Many Icelanders were shocked to see armed police officers in downtown Reykjavík during the weekend's family celebrations. The local news site Vísir reports that the officers, which were members of the Police Special Forces, were armed with handguns while they patrolled the Color Run on Saturday and the Day of the Sea on Sunday.

Several members of the public, and MPs for the Left Green Movement have criticized the move, arguing it is a violation of Icelandic norms and customs to deploy armed police among the public, and that the authorities should have notified people that armed officers would be present.

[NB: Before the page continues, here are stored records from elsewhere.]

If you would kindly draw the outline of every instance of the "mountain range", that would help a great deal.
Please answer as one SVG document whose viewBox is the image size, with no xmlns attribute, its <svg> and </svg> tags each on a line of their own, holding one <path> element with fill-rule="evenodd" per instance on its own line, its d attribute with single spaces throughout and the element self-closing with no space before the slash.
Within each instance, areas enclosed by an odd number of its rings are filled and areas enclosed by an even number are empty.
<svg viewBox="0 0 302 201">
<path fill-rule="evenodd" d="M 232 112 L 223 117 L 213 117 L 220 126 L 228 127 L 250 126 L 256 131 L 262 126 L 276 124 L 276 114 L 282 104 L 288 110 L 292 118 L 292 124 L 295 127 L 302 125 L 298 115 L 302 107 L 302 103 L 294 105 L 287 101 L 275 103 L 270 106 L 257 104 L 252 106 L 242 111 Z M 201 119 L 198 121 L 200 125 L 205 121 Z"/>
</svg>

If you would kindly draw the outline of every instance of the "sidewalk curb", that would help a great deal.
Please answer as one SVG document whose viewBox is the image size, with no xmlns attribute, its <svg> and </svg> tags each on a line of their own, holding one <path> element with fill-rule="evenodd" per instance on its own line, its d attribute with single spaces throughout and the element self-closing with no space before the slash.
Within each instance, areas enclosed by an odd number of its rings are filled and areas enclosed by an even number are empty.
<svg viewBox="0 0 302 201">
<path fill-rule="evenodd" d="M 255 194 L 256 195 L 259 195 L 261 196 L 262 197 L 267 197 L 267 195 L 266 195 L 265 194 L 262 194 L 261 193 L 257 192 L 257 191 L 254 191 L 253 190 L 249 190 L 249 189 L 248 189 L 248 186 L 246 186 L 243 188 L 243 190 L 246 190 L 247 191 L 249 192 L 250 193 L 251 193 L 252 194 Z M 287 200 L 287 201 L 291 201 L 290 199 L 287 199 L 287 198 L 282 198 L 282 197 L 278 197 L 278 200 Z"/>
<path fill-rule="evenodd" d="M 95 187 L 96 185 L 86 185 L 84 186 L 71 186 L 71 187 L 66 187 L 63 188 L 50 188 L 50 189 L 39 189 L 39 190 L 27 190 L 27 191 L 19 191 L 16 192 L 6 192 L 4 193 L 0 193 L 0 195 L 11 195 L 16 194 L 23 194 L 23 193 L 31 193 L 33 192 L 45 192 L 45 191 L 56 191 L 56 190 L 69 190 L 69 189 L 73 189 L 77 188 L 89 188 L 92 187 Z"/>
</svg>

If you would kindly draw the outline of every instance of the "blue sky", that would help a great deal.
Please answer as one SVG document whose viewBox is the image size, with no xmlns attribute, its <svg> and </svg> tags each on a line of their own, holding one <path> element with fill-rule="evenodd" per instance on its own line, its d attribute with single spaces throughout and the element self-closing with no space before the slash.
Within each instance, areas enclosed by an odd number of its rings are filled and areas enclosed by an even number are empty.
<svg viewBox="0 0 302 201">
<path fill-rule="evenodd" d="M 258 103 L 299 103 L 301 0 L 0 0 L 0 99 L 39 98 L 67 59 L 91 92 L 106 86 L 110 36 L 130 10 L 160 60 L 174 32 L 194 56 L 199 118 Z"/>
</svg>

A dangerous illusion of safety

Katrín Jakobsdóttir

Katrín Jakobsdóttir MPs for the Left Green Movement have criticized the move to deply armed police without notifying the public. Photo/Eyþór

Katrín Jakobsdóttir, the chairman of the Left Green Movement, will raise the question at the meeting of the Icelandic National Security Council later today. She told the Icelandic National Broadcasting Service RÚV that the public had a right to know of decisions like these before hand. The public and the media only learned of the decision when armed officers were spotted walking among the public.

Steinunn Þóra Árnadóttir, an MP for the Left Green Movement also pointed in conversation with the local newspaper Morgunblaðið out that the center-right government had cut funding for the police, arguing that a under-manned but armed police provided a dangerous illusion of safety.

Necessary response to terrorism or an absurd circus

A spokesman for the Metropolitan Police told RÚV that the decision to deploy armed officers at the Color Run had been taken following the terrorist attacks in Manchester and London in recent days. Police would in coming weeks increase security at events where large numbers of people were present.  

Armed officers

Armed officers An extremely unusual sight in Iceland. Photo/Stöð 2

Several influential commentators have also criticized the decision, and the decision was derided on social media as an absurd example of unnecessary security measures which bordered on being a circus. The local blogger Egill Helgason pointed out that Iceland is the safest country in the world, and that armed police was therefore utterly unnecessary. He asked if police would now show up armed at all public events this summer. 

Egill pointed out that Iceland is so safe and sleepy that one of the largest news stories which broke this weekend was that a single rat was spotted outside downtown Reykjavík.